Food and Love. For all.

20160910_124104Dear Friends,

I am having a hard time talking about babyfood or any food this week. My heart really aches for everything that has been happening around us since the election. The fear, the anxiety, the darkness that seems to be surrounding us all. I am saddened by everything, but particularly saddened that our little ones are having to navigate through such weighty issues at such a young age.

One thing that has helped this past week is simply being around my two little girls.  Being 5 and 2.5 years old brings a sense of pure innocence and happy energy to our home. Their needs are few–love, hugs, food and Anna and Elsa dress-up clothes.  Kirina and Ela spin around the living room literally singing with glee.

I suppose that is how it should be at this age.

But I realized something pretty important in watching them play. Seeds, of everything, get planted in them at such an early age. Want them to eat diverse? Start young! Want them to be compassionate? Start young! Want them to have manners and be respectful? Start young! It feels overwhelming to think that YOU, as a parent or caregiver are tasked with teaching them all these things.  Yes, it’s scary, but wow.  You alone have the power to mold your child into someone who is full of love, open-mindedness and compassion. Someone who will be a global citizen.

For me personally, I want to make sure my little ones learn about all of the different cultures and customs in the world.  How we all may look and sound different, but are the same on the inside and have the same color blood.  That each culture has something wonderful just waiting to be discovered.  A new custom or birthday ritual. A different way of cooking or eating your favorite fruit or vegetable.  Merely realizing that your curiosity should lead you on a new adventure, instead of fearing what is different.

We have so much to learn from one another.  Fun, amazing things that can enrich your heart and mind.

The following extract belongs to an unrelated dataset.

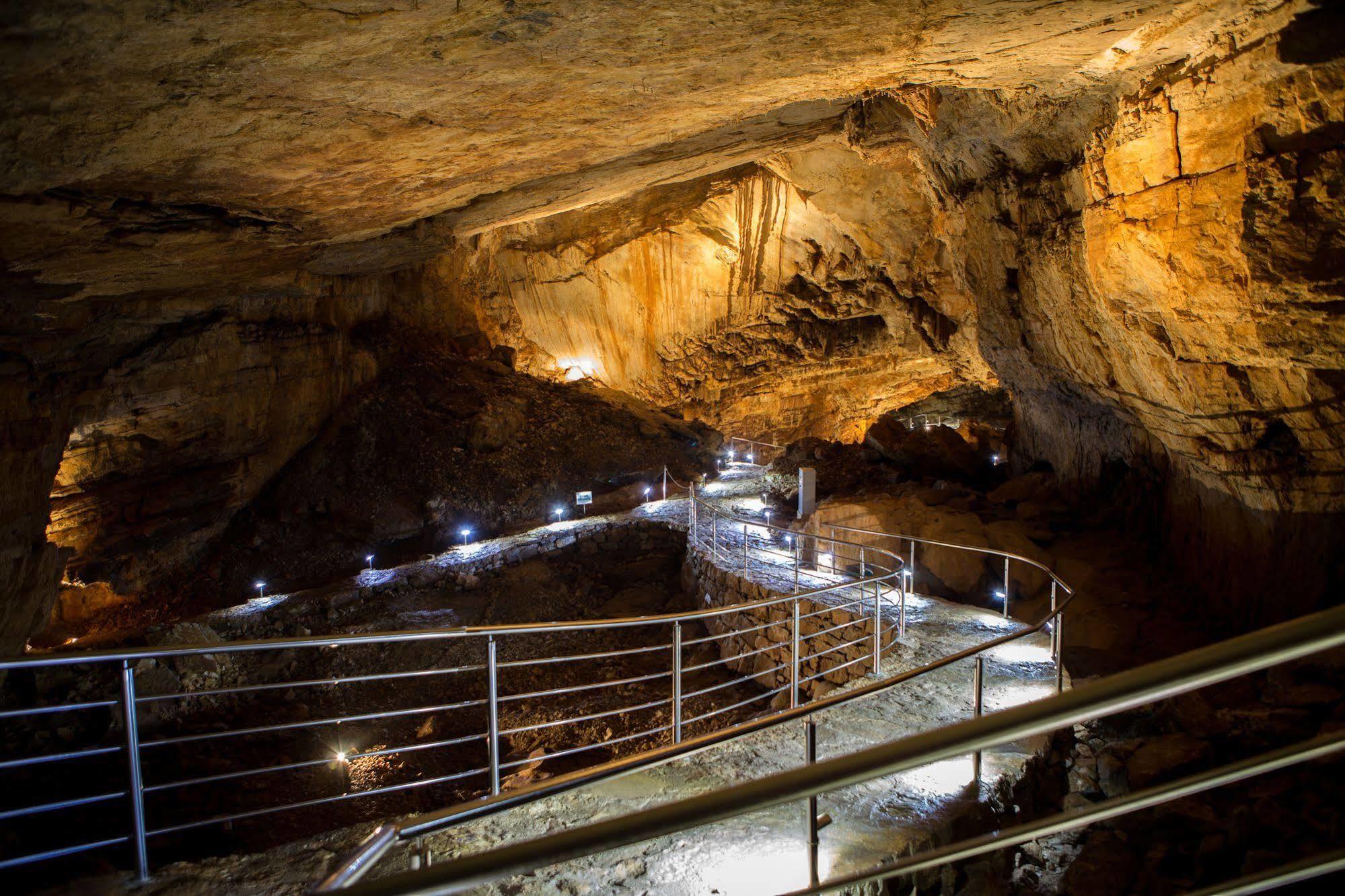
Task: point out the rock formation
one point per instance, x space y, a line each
782 220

If you are looking for ways to raise a globally aware citizen, someone who is open-minded and curious, try introducing some new ideas.  Something as simple as a pasta noodle can go a long way in teaching diversity.  From Italian spaghetti, to the Japanese ramen noodle, to the Southeast Asian rice noodle.  Venture out to different enclaves in your neighborhood to try new restaurants. Find a favorite Portuguese place or eat Biriyani at an Indian place. Meet new people and learn about them. Teach kids that culture and diversity are everywhere.  And that’s fun to embrace diversity.

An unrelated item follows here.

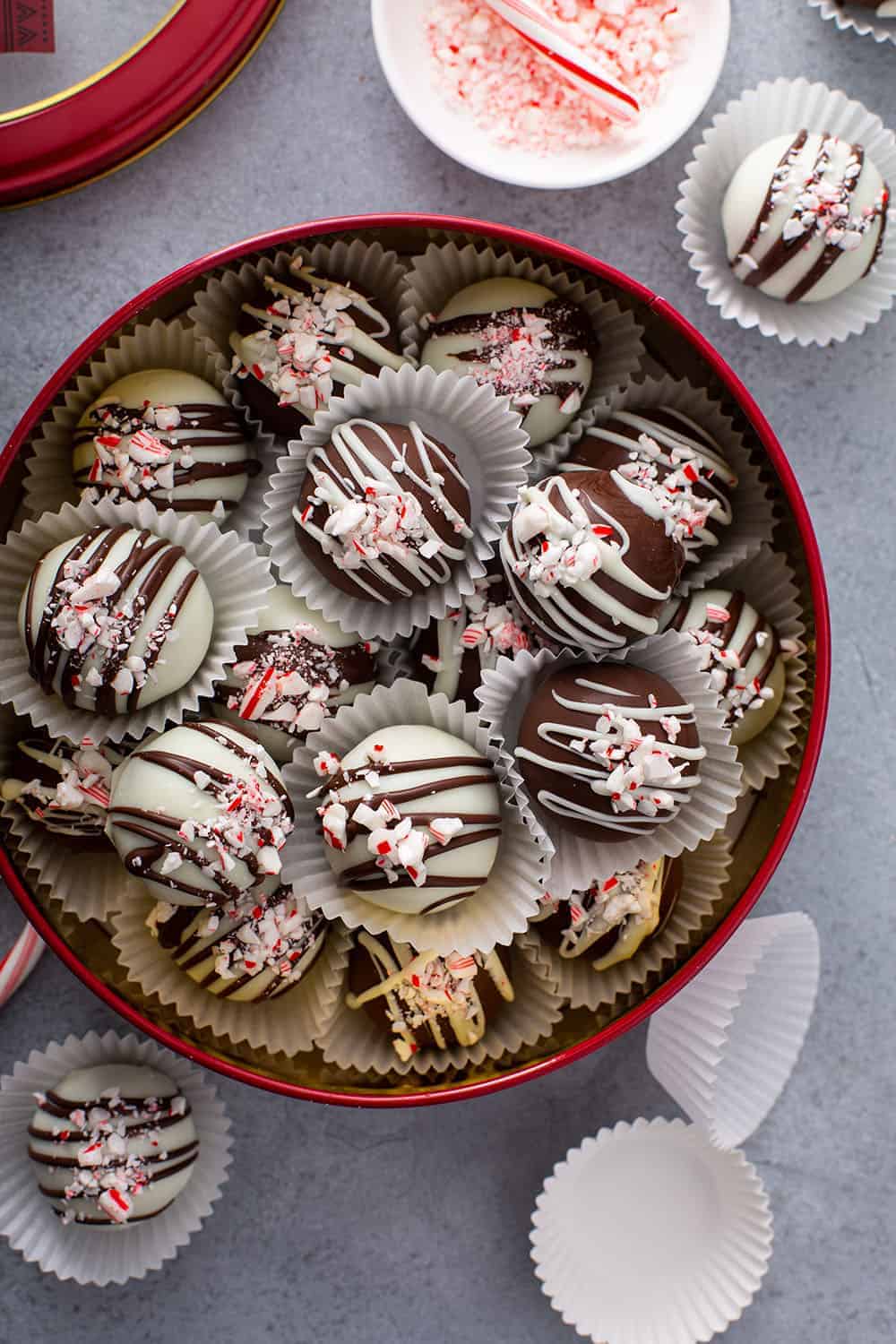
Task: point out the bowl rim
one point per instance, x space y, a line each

Food isn’t going to heal our nation so instantly.  I know that. But it’s one way to bring everyone together. And it gives me comfort, in times like these, that no matter what is happening around me, I have the power to teach and raise and expose my children to the world and all of it’s beautiful citizens.

Please be kind to each other in the coming weeks and always.

From Kirina and Ela’s dining room chairs to your little one’s, bon appetit!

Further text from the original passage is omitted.